Trouble Understanding Slicing

kw_martin · March 31, 2020, 9:30pm

In the following code, I can’t understand why sum(a[1,:],dims=2) gives a different answer then the first row of sum(a[1:2,:],dims=2).

julia> a = [1 2 3 4; 5 6 7 8; 9 10 11 12];

julia> sum(a, dims=2)
3×1 Array{Int64,2}:
 10
 26
 42

julia> sum(a[1:2,:], dims=2)
2×1 Array{Int64,2}:
 10
 26

julia> sum(a[1,:], dims=2)
4-element Array{Int64,1}:
 1
 2
 3
 4

julia>

mbauman · March 31, 2020, 9:44pm

When tackling things like this, I always recommend simplifying things as much as possible to figure it out. In this case, removing the sum does the trick:

So summing across the 2nd dimension in the latter case is a no-op, because there is no second dimension! This happens because Julia drops dimensions indexed by a scalar. If you want to preserve that dimension, just use a vector like [1] or 1:1 instead. More details on indexing are here:

https://docs.julialang.org/en/v1/manual/arrays/#man-array-indexing-1

kw_martin · April 1, 2020, 1:14am

mbauman, thank you. I could only find two examples in indexing that show this but I couldn’t find any discussions; I scanned through it twice, but didn’t read word for word so I might have missed it. I come from a Matlab background where the shapes and dimensions of matrices are not changed. Indeed, I don’t think Matlab has anything equivalent to vectors; my understanding is that everything is a matrix in Matlab. I am new to Julia, and my largest frustration with Julia is the dropping of dimensions, and automatic conversions from rows to columns; the other frustration is how the packages and environments and revise are set up; I’m hoping I will eventually understand the reasoning behind why vectors are needed at all and why a[1,:] should both drop dimensions and change shape; it just seems counter-intuitive to me.

Oscar_Smith · April 1, 2020, 1:32am

The reason Julia drops dimensions is for consistency. If A is a matrix, most people want A[i,j] to be a scalar. In matlab, scalars don’t exist – this is produces a 1x1 matrix. This sucks for speed and efficiency and also just common sense. The generalization of this rule is that every scalar index drops the result a dimension. (this also comes from the fact that indexing a vector v by v[i] should also produce a scalar). If you want matlab like behavior, however indexing A[[i],:] will produce a column matrix. This is fairly intuitive if you consider that A[[i1,i2],:] needs to be a 2xm matrix, and type stability requires that A[[i],:] has the same type as A[[i1,i2],:].
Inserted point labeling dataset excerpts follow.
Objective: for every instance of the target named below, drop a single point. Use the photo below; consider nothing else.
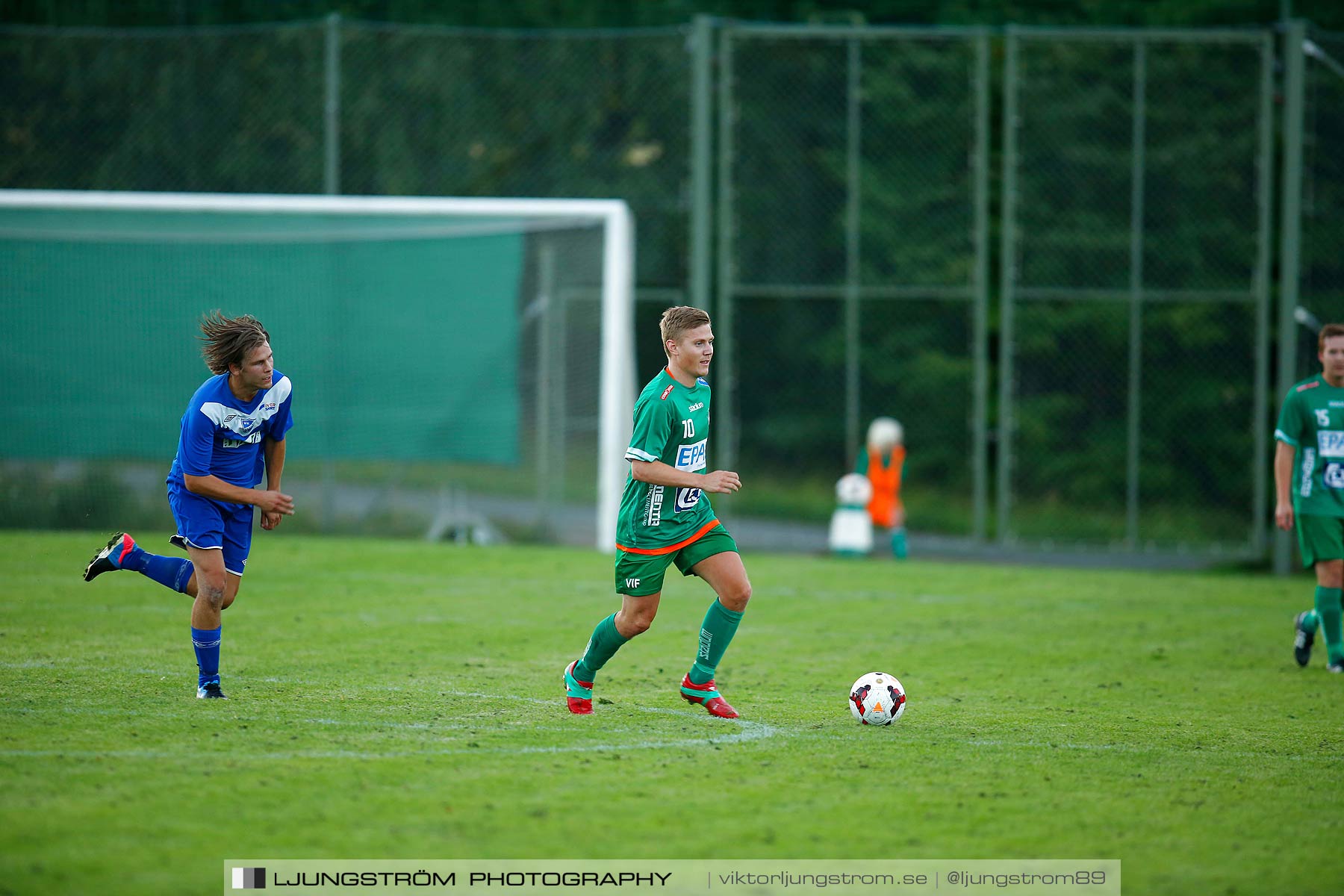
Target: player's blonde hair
(678, 320)
(1328, 332)
(226, 340)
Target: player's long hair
(679, 320)
(1327, 332)
(226, 340)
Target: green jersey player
(665, 517)
(1310, 488)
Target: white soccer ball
(853, 489)
(877, 699)
(885, 435)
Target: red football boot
(578, 695)
(707, 697)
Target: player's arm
(660, 473)
(211, 487)
(1284, 455)
(275, 454)
(1288, 433)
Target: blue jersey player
(233, 432)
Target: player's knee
(737, 597)
(211, 593)
(633, 623)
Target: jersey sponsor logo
(1334, 476)
(1330, 442)
(246, 425)
(653, 507)
(691, 457)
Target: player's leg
(124, 554)
(1322, 541)
(638, 581)
(1330, 586)
(206, 629)
(722, 571)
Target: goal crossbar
(617, 287)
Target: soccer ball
(877, 699)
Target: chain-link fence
(1136, 287)
(1048, 253)
(853, 254)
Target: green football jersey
(1312, 421)
(671, 425)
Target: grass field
(401, 700)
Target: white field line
(741, 731)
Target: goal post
(531, 297)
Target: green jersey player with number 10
(665, 517)
(1310, 491)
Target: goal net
(460, 367)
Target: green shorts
(641, 574)
(1320, 538)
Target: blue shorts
(208, 524)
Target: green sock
(603, 647)
(715, 633)
(1331, 615)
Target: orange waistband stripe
(671, 547)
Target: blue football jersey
(222, 435)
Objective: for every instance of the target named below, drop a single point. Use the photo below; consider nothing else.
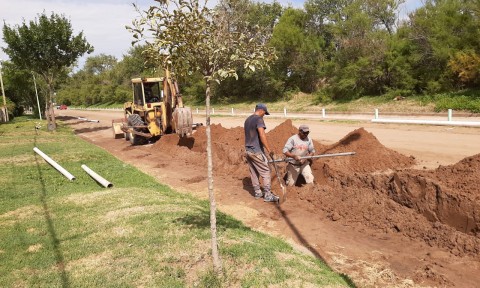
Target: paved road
(431, 145)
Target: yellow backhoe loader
(157, 109)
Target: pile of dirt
(374, 188)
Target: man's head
(261, 106)
(303, 131)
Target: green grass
(60, 233)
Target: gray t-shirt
(252, 138)
(299, 147)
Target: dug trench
(370, 216)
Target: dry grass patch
(91, 263)
(34, 248)
(11, 217)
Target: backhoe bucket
(183, 120)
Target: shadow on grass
(202, 220)
(60, 262)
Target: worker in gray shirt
(297, 146)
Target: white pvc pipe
(97, 177)
(54, 164)
(428, 122)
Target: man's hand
(272, 154)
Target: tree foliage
(46, 46)
(188, 37)
(339, 49)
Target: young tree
(48, 47)
(189, 37)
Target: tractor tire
(136, 120)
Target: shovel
(284, 190)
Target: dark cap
(263, 107)
(304, 128)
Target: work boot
(258, 194)
(270, 197)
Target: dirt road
(390, 216)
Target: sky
(101, 21)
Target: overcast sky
(102, 21)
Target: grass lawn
(60, 233)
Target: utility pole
(36, 93)
(5, 110)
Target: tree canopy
(46, 46)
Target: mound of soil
(422, 224)
(374, 187)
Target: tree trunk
(50, 113)
(217, 263)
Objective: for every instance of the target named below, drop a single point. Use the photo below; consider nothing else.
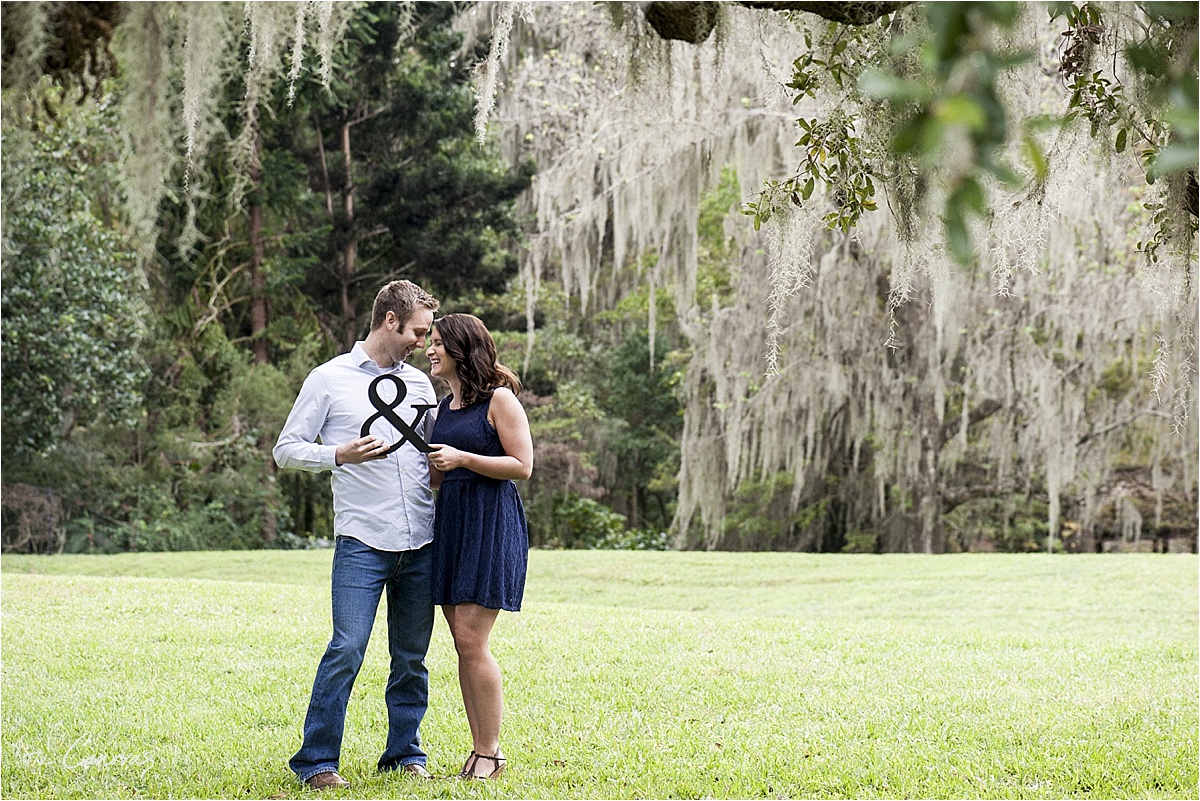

kw_martin · April 1, 2020, 11:11am

Oscar, thank you for taking the time to reply. I’m certain this can’t be changed at this time, but I don’t think I agree with everything you are saying.

“The reason Julia drops dimensions is for consistency. If A is a matrix, most people want A[i,j] to be a scalar. In matlab, scalars don’t exist – this is produces a 1x1 matrix. This sucks for speed and efficiency and also just common sense. The generalization of this rule is that every scalar index drops the result a dimension. (this also comes from the fact that indexing a vector v by v[i] should also produce a scalar).”

I certainly agree that indexing a single element should produce a scalar. But I don’t agree that indexing multiple elements should always drop the dimensions to be consistent. I see these as being different operations and being consistent here achieves little functionality.

I have not found any arguments why vectors are necessary as opposed to arrays. I have a guess, and only a guess. My guess is that arrays in Julia may actually be coded as vectors of vectors, maybe the only container is a vector, with a vector being anything?

Even if Julia drops the dimensions, I don’t think this is really the problem. If one has an array A, one can initialize A[k,:] = rowVector. But one can not initialize A[k,:] = columnVector. Where I run into issues time and time again with Julia is when it changes rows to columns. I can’t see any reason why this should be done. If someone took a slice of a row of a vector and wanted a column, this is very easy to do using either transpose or ’ depending on whether it was complex or real, or using reshape(), or permutedims() (if one doesn’t want to be recursive?) etc.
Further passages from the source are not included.